Addirittura pare fossero iniziati dei primi accenni di dialogo con l’Arabia Saudita di Mohammed Bin Salman – che dell’Islam sunnita, quello maggioritario, è il cuore – seppur con estrema prudenza. Qualcosa di rivoluzionario per la regione.
E ancora, la ripresa del dialogo, dopo oltre dieci anni, tra l’Arabia sunnita e l’Iran sciita, le due grandi faglie della religione musulmana. E poi, il reintegro della Siria di Bashar al Assad (sciita) nella Lega Araba.
La faccio breve: in Medio Oriente, pur tra mille ambiguità e peripezie, la pace stava crescendo, silenziosa come una foresta, ma cresceva.

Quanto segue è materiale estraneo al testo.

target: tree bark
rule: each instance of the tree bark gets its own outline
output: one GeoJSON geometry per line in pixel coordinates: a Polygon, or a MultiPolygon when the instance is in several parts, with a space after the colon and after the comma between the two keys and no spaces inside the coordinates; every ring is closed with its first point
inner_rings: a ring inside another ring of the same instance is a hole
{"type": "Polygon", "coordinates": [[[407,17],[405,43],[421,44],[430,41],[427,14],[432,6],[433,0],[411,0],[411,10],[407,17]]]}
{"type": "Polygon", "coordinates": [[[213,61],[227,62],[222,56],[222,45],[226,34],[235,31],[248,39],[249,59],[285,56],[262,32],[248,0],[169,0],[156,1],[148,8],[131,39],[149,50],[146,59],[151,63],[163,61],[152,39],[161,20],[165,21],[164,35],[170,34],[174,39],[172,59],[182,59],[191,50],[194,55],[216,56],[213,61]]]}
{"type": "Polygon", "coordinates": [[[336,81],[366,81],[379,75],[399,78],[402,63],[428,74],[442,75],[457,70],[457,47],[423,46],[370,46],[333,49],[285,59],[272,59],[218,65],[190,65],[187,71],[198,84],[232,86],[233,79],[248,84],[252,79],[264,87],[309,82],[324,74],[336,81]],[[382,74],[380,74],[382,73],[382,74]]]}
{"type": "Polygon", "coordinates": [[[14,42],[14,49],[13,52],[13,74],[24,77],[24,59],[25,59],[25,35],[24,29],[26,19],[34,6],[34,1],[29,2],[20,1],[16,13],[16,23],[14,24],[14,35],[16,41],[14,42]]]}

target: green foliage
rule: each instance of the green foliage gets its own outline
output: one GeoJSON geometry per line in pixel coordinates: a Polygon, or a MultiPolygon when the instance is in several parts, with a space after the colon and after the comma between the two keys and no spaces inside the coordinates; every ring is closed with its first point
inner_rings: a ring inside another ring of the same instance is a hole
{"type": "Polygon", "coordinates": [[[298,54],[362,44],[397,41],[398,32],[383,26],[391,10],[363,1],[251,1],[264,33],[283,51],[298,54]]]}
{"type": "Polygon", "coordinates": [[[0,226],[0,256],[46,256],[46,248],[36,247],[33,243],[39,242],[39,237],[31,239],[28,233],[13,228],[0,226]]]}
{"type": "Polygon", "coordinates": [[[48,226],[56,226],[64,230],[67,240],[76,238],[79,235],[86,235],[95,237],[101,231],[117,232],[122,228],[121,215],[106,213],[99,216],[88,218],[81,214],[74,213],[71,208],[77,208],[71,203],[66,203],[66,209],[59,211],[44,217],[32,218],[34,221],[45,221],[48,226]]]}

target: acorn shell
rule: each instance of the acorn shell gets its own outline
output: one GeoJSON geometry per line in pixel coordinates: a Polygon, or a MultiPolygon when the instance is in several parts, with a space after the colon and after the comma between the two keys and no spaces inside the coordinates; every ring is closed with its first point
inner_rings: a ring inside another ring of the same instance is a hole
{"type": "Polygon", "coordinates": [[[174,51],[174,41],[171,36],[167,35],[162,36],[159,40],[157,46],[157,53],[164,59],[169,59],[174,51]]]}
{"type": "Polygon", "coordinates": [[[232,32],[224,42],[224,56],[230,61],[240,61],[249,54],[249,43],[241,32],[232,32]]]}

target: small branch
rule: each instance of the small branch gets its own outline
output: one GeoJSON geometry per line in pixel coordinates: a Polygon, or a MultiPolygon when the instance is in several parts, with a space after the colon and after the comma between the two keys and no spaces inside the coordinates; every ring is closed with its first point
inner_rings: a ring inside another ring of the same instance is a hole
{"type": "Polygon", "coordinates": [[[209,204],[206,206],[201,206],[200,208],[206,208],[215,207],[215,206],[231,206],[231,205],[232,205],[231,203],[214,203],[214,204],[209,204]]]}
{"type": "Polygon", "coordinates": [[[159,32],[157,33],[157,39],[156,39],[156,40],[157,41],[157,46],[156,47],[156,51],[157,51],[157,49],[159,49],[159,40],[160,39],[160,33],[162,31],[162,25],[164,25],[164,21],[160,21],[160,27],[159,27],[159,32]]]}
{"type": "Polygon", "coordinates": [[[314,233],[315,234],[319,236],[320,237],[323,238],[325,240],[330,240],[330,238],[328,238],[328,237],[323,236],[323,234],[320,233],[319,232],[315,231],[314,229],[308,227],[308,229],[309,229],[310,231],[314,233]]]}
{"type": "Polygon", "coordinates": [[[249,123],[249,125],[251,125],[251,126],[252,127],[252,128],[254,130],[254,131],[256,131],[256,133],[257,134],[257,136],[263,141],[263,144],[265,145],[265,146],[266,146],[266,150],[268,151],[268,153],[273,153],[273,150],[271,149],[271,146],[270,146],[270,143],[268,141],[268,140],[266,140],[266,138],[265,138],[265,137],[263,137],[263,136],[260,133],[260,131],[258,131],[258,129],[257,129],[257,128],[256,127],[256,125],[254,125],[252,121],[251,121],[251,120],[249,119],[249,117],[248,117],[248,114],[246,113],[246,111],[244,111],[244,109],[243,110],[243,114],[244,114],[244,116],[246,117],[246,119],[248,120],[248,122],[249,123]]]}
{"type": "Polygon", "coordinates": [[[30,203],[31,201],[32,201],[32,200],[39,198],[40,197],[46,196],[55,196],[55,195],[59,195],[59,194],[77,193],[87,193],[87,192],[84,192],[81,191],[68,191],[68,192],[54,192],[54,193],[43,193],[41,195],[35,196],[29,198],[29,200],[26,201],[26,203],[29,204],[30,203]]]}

Ecco, forse, il perché del 7 ottobre, di quell’attacco cieco, indiscriminato e drammatico da parte di Hamas. Che, ricordiamolo, non è la Palestina ed è tante cose insieme. È un partito politico, una milizia, un importante riferimento religioso.
Haniyeh era il più importante riferimento politico, l’uomo seduto al tavolo dei negoziati. Ora chi lo sostituirà?
Ma forse l’obiettivo di Netanyahu era proprio questo: interrompere sine die i negoziati e cercare la “vittoria totale”.
Ora può succedere davvero di tutto. I bene informati dicono che, al netto delle formulazioni di rito da parte iraniana – che hanno già promesso il finimondo – probabilmente la reazione sarà più controllata. Hamas dovrà riorganizzarsi, così come gli Hezbollah.
Mentre Netanyahu sta seguendo alla lettera l’insegnamento di Golda Meir che dopo gli attentati a Monaco ’72 subiti dalla delegazione israeliana da parte di Settembre Nero redasse una lista, una lista nera di nemici. Da uccidere. Uno dopo l’altro.
Se così sarà, gli omicidi di Shukr e di Haniyeh sono solo i primi di un lungo elenco.